Aragonès Gerard, Ercilla Amaia, Barreda María, Rull Anna, Beltrán-Debón Raúl, Rodríguez-Gallego Esther, Alonso-Villaverde Carlos, Camps Jordi, Joven Jorge
Centre de Recerca Biomèdica, Universitat Rovira i Virgili, Hospital Universitari de Sant Joan, IISPV, Reus, Spain.
Clin Lab. 2012;58(1-2):185-8.
We explored whether the Asp42Gly polymorphism (rs12075) in the DARC gene represents a confounding factor in the interpretation of monocyte chemoattractant protein-1 (MCP-1) concentration in circulating blood.
MCP-1 concentration in serum and plasma were measured in 278 healthy Caucasian participants who are representative of our geographic area. The rs12075 genotype distribution was also assessed in this population.
Plasma MCP-1 concentration did not vary among the rs12075 polymorphism derived genotypes [in pg/mL, AA: 171.9 (100.2 - 287.2), AG: 178.9 (105.1 - 326.4) and GG: 173.7 (94.4 - 405.7)]. However, there were significant increases in serum MCP-1 related to the presence of the A allele [in pg/mL, AA: 334.6 (180.4 - 756.4), AG: 299.1 (166.1 - 634.9) and GG: 249.1 (149.3 - 578.1)].

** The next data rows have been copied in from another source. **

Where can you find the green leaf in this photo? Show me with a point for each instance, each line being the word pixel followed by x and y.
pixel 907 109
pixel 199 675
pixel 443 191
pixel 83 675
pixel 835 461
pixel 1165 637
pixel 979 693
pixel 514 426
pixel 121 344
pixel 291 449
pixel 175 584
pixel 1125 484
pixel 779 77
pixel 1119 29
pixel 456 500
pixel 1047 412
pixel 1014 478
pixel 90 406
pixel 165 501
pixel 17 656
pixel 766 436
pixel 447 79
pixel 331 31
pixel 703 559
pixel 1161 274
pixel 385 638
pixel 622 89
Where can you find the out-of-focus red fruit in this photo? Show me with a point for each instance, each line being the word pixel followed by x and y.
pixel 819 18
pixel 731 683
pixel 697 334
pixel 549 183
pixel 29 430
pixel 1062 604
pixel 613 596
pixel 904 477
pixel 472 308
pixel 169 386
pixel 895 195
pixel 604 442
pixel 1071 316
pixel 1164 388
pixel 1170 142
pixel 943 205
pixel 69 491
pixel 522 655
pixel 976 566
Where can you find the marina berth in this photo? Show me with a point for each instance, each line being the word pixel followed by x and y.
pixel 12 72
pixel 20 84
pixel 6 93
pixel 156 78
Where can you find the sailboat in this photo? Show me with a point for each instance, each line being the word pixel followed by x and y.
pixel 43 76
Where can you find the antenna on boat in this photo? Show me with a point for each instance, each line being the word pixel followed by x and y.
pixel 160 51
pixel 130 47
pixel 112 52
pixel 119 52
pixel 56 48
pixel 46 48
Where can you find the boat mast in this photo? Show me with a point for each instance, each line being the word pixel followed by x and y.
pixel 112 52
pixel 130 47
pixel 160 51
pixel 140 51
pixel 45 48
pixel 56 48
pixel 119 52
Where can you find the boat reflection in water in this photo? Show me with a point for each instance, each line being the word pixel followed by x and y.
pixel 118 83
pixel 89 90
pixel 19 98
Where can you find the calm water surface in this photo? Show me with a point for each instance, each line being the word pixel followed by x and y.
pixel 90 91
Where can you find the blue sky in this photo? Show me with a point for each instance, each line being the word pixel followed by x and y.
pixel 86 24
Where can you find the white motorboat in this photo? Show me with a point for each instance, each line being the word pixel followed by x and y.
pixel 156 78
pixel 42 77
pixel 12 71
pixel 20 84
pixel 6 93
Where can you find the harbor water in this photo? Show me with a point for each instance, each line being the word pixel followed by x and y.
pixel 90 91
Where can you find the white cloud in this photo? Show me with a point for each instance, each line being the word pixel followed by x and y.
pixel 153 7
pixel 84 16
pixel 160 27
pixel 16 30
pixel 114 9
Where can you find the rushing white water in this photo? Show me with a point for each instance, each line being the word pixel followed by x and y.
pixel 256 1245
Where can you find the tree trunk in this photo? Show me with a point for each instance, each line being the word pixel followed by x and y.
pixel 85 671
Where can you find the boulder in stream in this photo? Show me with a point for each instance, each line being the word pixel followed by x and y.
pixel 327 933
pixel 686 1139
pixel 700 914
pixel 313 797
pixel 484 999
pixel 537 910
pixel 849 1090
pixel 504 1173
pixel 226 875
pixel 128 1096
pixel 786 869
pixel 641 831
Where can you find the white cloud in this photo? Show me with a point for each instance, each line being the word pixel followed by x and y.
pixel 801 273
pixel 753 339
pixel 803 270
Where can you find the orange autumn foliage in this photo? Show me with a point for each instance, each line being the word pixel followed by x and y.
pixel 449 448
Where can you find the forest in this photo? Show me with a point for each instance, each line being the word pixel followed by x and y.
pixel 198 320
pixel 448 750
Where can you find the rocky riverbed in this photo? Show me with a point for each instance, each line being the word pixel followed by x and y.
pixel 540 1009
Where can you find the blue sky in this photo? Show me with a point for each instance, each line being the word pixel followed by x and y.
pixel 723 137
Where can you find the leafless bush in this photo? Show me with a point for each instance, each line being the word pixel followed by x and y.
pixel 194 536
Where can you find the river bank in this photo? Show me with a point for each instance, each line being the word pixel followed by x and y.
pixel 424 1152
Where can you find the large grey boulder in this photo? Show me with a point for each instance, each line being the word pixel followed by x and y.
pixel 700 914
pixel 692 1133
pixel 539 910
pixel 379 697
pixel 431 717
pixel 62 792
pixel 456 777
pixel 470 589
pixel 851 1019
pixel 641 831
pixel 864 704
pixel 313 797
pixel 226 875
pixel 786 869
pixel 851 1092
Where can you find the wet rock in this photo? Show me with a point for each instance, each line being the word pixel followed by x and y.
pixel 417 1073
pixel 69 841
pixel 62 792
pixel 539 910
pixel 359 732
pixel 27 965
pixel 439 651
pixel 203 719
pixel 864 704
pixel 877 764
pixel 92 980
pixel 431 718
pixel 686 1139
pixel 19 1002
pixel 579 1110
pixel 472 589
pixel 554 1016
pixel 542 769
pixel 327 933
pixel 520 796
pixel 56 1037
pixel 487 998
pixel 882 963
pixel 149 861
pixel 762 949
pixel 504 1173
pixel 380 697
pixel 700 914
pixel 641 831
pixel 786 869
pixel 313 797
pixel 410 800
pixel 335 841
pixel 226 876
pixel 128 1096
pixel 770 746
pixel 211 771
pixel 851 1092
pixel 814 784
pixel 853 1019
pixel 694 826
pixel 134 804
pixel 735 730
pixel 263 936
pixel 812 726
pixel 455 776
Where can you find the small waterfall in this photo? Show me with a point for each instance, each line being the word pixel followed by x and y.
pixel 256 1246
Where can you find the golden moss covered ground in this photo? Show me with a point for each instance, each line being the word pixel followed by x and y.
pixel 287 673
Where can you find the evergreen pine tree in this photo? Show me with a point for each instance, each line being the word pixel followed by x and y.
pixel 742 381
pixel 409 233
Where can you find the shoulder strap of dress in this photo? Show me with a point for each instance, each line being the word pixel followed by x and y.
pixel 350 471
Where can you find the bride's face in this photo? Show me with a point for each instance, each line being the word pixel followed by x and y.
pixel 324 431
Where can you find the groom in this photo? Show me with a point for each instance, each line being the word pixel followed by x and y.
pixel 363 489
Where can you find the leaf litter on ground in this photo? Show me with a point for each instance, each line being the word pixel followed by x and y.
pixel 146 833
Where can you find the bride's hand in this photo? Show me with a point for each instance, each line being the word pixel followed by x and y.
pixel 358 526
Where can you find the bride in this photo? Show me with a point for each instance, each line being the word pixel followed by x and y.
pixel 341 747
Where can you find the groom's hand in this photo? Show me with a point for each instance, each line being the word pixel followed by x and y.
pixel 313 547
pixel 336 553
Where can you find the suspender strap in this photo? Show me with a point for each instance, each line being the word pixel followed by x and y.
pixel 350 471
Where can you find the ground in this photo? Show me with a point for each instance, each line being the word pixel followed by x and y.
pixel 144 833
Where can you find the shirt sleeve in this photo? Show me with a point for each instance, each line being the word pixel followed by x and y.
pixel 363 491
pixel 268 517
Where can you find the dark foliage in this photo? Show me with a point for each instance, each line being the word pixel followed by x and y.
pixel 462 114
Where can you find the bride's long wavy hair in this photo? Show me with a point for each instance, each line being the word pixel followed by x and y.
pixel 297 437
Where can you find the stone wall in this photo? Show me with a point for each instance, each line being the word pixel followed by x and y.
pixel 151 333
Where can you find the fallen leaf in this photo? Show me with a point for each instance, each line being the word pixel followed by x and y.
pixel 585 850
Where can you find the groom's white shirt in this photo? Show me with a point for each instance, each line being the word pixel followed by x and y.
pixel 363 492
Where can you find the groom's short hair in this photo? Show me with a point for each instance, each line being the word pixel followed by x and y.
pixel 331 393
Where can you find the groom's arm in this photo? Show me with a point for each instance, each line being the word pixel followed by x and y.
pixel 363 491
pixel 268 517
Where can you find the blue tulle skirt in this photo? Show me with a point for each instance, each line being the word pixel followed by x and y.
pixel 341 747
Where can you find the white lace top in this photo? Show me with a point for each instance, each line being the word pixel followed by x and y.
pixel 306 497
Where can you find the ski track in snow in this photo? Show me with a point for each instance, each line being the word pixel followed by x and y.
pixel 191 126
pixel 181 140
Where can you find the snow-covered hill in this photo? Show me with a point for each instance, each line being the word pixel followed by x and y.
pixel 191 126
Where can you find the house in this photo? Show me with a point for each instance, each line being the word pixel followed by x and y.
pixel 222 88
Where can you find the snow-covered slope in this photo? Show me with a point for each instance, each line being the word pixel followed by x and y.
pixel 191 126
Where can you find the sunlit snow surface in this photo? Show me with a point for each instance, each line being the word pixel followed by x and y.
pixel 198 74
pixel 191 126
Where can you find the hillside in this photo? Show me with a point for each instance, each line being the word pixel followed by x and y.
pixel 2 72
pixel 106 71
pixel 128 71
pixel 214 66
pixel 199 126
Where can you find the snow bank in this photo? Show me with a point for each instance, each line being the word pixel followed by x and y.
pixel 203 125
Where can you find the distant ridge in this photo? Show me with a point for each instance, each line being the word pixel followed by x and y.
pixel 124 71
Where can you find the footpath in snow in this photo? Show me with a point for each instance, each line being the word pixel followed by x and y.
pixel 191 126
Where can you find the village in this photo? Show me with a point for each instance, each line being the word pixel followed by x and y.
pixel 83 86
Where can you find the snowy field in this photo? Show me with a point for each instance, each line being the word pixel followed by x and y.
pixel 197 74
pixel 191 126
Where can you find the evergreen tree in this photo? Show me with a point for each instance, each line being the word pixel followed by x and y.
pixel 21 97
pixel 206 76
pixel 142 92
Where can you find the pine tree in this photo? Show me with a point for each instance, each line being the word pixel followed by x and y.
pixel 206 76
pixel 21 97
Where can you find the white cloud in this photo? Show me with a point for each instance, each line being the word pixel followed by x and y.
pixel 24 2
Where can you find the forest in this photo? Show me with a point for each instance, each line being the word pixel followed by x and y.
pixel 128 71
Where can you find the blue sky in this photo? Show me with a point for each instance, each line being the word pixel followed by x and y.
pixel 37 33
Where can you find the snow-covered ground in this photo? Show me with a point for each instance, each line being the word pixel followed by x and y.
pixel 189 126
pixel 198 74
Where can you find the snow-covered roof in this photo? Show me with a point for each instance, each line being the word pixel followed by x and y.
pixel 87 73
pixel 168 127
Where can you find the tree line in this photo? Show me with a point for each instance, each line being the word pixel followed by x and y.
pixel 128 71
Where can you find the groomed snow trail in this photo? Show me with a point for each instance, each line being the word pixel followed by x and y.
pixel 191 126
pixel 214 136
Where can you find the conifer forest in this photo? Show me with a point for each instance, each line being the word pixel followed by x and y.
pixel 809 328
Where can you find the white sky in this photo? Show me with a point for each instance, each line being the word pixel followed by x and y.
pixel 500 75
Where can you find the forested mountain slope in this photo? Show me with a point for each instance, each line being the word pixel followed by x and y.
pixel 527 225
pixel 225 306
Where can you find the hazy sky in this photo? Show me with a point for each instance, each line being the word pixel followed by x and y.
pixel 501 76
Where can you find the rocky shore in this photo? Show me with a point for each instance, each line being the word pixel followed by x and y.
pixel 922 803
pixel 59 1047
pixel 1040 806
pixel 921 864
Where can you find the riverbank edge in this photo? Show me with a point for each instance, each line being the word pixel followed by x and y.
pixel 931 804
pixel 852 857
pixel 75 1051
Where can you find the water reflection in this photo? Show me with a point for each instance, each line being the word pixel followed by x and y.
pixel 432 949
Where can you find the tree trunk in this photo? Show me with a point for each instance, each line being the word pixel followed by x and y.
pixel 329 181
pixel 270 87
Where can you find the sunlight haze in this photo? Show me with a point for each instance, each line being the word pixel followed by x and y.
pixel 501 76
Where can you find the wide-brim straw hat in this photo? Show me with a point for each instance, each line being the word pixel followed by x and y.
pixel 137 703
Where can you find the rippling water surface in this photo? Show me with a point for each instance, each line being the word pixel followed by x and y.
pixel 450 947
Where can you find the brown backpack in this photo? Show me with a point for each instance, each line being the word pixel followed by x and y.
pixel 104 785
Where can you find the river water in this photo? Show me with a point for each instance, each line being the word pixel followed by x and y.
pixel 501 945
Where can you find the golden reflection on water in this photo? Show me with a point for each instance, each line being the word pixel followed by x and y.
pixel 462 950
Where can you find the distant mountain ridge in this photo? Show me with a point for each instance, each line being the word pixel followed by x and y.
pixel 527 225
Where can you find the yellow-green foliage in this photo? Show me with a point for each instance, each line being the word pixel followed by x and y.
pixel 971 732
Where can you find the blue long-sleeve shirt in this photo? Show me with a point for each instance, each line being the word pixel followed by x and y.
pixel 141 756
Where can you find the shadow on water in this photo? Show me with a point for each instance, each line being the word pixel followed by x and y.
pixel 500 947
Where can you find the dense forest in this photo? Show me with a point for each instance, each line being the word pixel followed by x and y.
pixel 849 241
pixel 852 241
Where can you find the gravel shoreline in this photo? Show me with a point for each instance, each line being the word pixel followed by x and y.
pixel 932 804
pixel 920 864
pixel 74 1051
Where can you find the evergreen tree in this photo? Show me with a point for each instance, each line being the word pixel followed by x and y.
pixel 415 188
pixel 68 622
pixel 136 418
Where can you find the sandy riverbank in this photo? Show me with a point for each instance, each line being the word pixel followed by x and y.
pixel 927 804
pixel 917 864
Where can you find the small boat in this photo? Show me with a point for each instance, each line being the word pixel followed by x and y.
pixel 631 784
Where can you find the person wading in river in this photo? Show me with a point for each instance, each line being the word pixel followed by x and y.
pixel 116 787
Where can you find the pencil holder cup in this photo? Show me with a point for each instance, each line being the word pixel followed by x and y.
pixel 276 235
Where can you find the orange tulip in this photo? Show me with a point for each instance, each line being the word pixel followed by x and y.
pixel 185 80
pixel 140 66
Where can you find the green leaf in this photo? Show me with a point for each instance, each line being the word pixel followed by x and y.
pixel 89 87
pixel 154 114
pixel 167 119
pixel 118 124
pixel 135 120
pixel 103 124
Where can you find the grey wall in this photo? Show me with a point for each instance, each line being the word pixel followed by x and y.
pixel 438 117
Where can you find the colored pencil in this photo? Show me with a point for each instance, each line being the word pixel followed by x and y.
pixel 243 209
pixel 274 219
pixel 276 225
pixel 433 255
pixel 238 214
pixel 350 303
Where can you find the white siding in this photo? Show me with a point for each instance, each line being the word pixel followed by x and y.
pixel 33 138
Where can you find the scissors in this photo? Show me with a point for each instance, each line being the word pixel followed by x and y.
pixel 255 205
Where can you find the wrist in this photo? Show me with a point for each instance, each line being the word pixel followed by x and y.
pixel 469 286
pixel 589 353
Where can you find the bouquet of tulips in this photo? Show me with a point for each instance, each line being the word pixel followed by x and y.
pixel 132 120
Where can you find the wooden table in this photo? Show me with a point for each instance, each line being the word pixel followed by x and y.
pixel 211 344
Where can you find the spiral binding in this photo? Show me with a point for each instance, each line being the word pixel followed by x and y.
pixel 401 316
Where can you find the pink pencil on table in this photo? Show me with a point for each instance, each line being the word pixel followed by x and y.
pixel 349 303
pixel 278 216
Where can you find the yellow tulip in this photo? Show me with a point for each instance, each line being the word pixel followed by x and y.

These findings limit the value of circulating MCP-1 as a biomarker and apparently indicate a pathophysiological role for silent chemokine receptors.
我们探讨了DARC基因中的Asp42Gly多态性(rs12075)是否在解释循环血液中单核细胞趋化蛋白-1(MCP-1)浓度时代表一个混杂因素。
在代表我们地理区域的278名健康白种人参与者中测量血清和血浆中的MCP-1浓度。还评估了该人群中rs12075基因型分布。
血浆MCP-1浓度在rs12075多态性衍生的基因型之间没有差异[以pg/mL计,AA:171.9(100.2 - 287.2),AG:178.9(105.1 - 326.4)和GG:173.7(94.4 - 405.7)]。然而,与A等位基因的存在相关的血清MCP-1有显著增加[以pg/mL计,AA:334.6(180.4 - 756.4),AG:299.1(166.1 - 634.9)和GG:249.1(149.3 - 578.1)]。
这些发现限制了循环MCP-1作为生物标志物的价值,并且显然表明沉默趋化因子受体具有病理生理作用。